While its useful to understand how the system works, you do not need a complete understanding of the runtime to get your app working optimally with Core ML. In most cases you do not have to take any special action, either during model conversion with coremltools, or during model prediction in your app with the Core ML framework. The defaults picked by coremltools and the Core ML framework work well with most models and are picked to optimize the performance of your model.
Choosing the Appropriate Precision#
Whether you are using neural networks or ML programs, the defaults for conversion and prediction are picked to execute the model in the most performant way. This typically means that portions of your model will run in float 16 precision. This is fine for a majority of machine learning models, since they typically work well with float 16 precision during inference. Higher float 32 precision is usually required only during training.
In some cases the mismatch between the source model trained using float 32 precision and the Core ML model is large enough to significantly affect the user experience. In this case, you would typically want to disable float 16 precision and execute the model with float 32 precision.

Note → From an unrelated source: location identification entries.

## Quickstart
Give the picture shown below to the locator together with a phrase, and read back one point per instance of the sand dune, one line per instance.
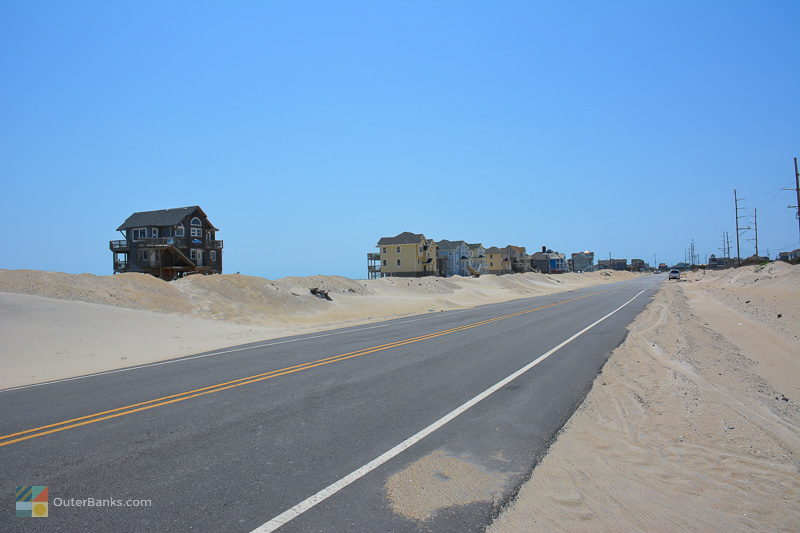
(57, 325)
(693, 424)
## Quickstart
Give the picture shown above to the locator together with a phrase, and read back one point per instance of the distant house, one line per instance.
(613, 264)
(518, 258)
(583, 261)
(718, 263)
(792, 256)
(548, 261)
(406, 255)
(638, 265)
(168, 243)
(477, 259)
(497, 261)
(453, 257)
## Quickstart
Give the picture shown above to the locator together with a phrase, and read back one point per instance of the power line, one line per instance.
(755, 228)
(739, 230)
(797, 191)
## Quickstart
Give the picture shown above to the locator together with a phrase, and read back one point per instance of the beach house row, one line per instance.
(414, 255)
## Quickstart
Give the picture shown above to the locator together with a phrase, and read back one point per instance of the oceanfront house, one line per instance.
(719, 263)
(497, 261)
(549, 262)
(477, 259)
(168, 243)
(613, 264)
(638, 265)
(405, 255)
(583, 261)
(453, 257)
(789, 257)
(518, 258)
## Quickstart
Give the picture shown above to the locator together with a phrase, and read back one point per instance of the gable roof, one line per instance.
(161, 217)
(450, 245)
(404, 238)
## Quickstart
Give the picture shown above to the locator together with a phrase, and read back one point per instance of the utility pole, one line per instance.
(739, 230)
(797, 191)
(755, 223)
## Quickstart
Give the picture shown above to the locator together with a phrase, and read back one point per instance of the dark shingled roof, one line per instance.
(404, 238)
(162, 217)
(444, 244)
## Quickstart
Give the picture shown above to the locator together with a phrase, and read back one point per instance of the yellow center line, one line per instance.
(179, 397)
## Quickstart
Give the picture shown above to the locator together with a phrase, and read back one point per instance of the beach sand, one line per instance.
(56, 325)
(693, 424)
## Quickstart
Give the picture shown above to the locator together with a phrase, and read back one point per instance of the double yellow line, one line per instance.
(19, 436)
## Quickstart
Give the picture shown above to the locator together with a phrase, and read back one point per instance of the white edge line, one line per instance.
(335, 487)
(179, 359)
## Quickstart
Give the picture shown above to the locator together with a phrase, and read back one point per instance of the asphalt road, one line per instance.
(229, 441)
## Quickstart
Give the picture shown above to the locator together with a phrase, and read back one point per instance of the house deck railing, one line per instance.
(178, 242)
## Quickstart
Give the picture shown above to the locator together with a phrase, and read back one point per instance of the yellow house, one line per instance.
(497, 260)
(407, 254)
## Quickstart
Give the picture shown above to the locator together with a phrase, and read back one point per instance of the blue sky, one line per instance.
(307, 130)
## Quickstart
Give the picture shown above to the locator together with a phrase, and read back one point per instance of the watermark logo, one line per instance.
(32, 501)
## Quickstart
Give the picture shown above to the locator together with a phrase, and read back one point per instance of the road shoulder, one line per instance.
(679, 432)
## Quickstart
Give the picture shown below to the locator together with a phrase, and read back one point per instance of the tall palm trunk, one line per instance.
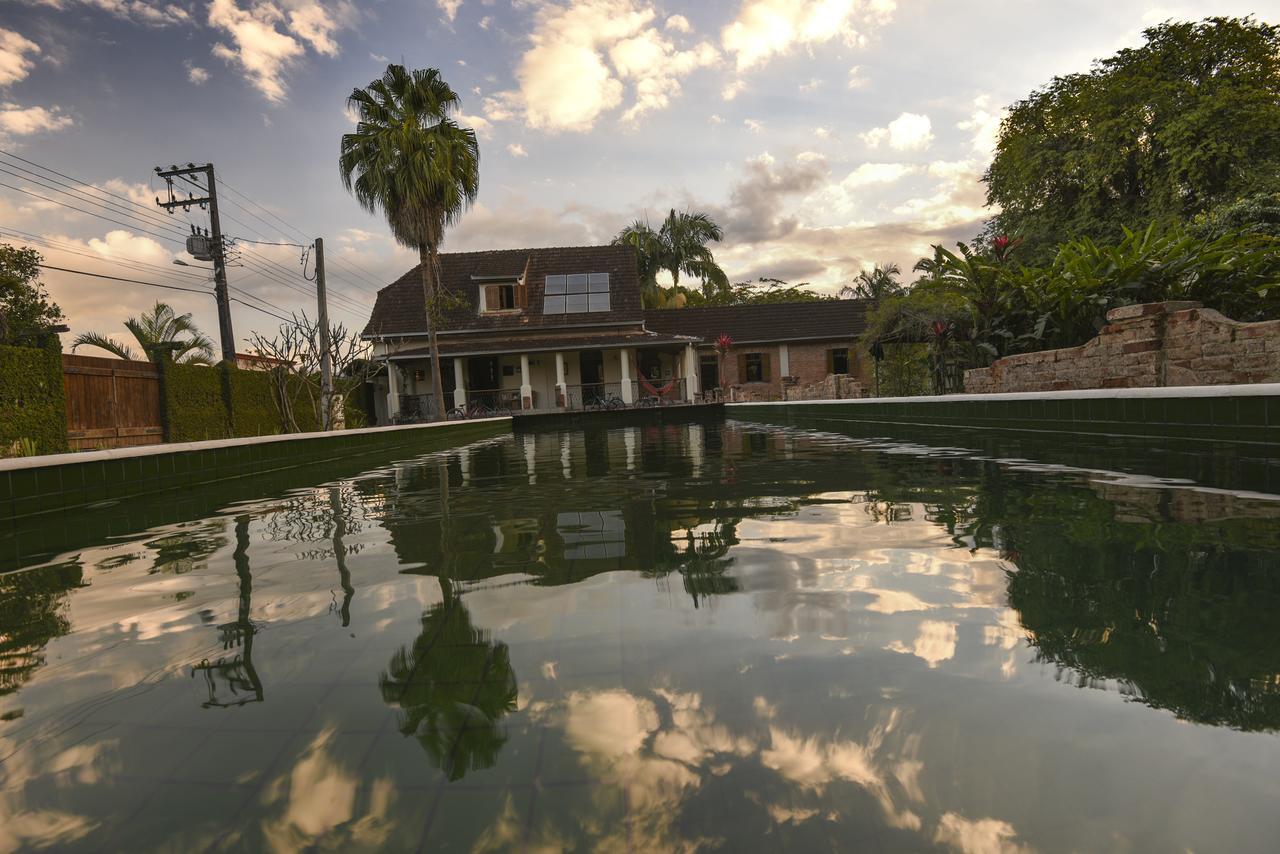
(430, 266)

neuralnetwork model type, the precision is tied to the compute unit used for execution, as described in the following section. The CPU guarantees float 32 precision, so you can use the
.cpuOnly property in your app’s Swift code when loading the model to enforce the higher precision.
With an ML program you have more flexibility. You can set a compute precision of float 32 during the conversion process by using the
compute_precision setting, as shown in the following example:
import coremltools as ct model = ct.convert(source_model, convert_to="mlprogram", compute_precision=ct.precision.FLOAT32)

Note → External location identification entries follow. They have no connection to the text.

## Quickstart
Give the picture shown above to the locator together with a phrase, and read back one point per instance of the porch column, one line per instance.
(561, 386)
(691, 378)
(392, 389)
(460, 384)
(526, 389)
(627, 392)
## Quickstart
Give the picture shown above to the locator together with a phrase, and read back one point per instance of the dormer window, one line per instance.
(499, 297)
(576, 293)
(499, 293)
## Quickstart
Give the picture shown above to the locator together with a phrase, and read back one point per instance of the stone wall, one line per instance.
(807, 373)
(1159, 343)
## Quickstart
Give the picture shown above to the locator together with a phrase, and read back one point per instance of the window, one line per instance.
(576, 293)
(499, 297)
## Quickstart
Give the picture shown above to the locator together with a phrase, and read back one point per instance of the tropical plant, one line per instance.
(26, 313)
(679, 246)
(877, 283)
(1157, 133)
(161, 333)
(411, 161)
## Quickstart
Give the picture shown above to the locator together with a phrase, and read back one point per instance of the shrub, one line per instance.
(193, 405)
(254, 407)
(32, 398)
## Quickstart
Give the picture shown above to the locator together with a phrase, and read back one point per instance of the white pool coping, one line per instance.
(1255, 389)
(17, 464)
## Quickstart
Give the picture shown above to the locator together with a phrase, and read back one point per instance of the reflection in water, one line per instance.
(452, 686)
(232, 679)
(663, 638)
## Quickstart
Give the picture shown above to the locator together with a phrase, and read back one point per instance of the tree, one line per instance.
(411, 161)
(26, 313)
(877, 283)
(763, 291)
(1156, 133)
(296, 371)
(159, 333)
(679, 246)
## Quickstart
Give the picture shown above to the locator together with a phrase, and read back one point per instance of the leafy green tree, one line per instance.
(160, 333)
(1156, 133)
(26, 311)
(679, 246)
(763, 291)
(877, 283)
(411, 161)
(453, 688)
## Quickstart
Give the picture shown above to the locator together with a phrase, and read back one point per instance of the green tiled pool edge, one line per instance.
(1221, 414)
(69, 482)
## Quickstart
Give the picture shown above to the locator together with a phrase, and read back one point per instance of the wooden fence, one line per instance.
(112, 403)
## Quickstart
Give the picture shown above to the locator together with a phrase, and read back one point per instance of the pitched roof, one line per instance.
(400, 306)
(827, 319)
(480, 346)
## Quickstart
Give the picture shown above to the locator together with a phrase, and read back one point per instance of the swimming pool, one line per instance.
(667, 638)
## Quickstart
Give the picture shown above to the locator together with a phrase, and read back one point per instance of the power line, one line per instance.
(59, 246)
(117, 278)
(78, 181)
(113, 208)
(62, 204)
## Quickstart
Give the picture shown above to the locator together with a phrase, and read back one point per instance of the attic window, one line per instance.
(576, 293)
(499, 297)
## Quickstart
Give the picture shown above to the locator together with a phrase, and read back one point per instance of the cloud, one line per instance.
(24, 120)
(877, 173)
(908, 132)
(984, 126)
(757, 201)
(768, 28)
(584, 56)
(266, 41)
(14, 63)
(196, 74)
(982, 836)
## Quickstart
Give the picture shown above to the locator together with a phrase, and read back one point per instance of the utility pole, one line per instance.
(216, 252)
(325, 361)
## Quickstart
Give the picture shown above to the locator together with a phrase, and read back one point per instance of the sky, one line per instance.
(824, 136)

This example produces a float 32 typed Core ML model that executes in float 32 precision irrespective of the value of the
Neural Network Untyped Tensors#
A neural network has explicitly typed model inputs and outputs, but does not define the types of intermediate tensors that are produced by one layer and consumed by another. Instead, the intermediate tensors are automatically typed at runtime by the compute unit responsible for executing the layer producing them.
The Core ML runtime dynamically partitions the network graph into sections for the Neural Engine (NE), GPU, and CPU, and each unit executes its section of the network using its native type to maximize its performance and the model’s overall performance. The GPU and NE use float 16 precision, and the CPU uses float 32. The execution precision varies based on the hardware and software versions, since the partitioning of the graph varies with hardware and software.
You have some control over numeric precision by configuring the set of allowed compute units when converting the model (such as
CPUOnly), as shown in following chart:
For example, for float 32 precision, the only guaranteed path is to use
CPUOnly, which executes entirely on the CPU with float 32 precision. This CPU-only configuration would apply to the model as a whole, and may not provide the best performance.
ML Program Typed Tensors#
ML programs describe a neural network in a code style in which all variables in the program are strongly typed. In contrast to a neural network model, the types of all the intermediate tensors of an ML program are specified in the model itself.
An ML program uses the same automatic partitioning scheme that neural networks use to distribute work to the NE, GPU, and CPU. However, the types of the tensors add an additional constraint. The runtime respects the explicit types as the minimum precision, and will not reduce the precision.
For example, a float 32 typed model will only ever run with float 32 precision. A float 16 typed model may run with float 32 precision as well, depending on the availability of the float 16 version of the op, which in turn may depend on the hardware and software versions. With an ML program, the precision and compute engine are independent of each other.
The ML program runtime supports an expanded set of precisions on the backend engines. All of the ops supported on the GPU runtime are now equally supported in float 16 and float 32 precisions. As a result, a float 32 model saved as an ML program need not be restricted to run only on the CPU. In addition, a few selected ops, such as convolution, are also available with float 16 precision on the CPU, and on newer hardware, it can provide further acceleration.
By default, an ML program produced by the converter is typed in float 16 precision, and run with the default configuration that uses all compute units (similar to the default neural network).
For models sensitive to precision, you can set the precision to float 32 during conversion by using the
compute_precision=coremltools.precision.FLOAT32 flag with the
convert() method. Such a model is guaranteed to run with float 32 precision on all hardware and software versions. Unlike a neural network, the float 32 typed ML program will run on a CPU as well as the GPU. Only the NE is barred as a compute unit when a model is typed with float 32 precision.
With an ML program, you can even mix and match precision support within a single compute unit, such as the CPU or GPU. If you need float 32 precision for specific layers instead of the entire model, you can selectively preserve float 32 tensor types by using the
compute_precision=ct.transform.Float16ComputePrecision() transform during model conversion.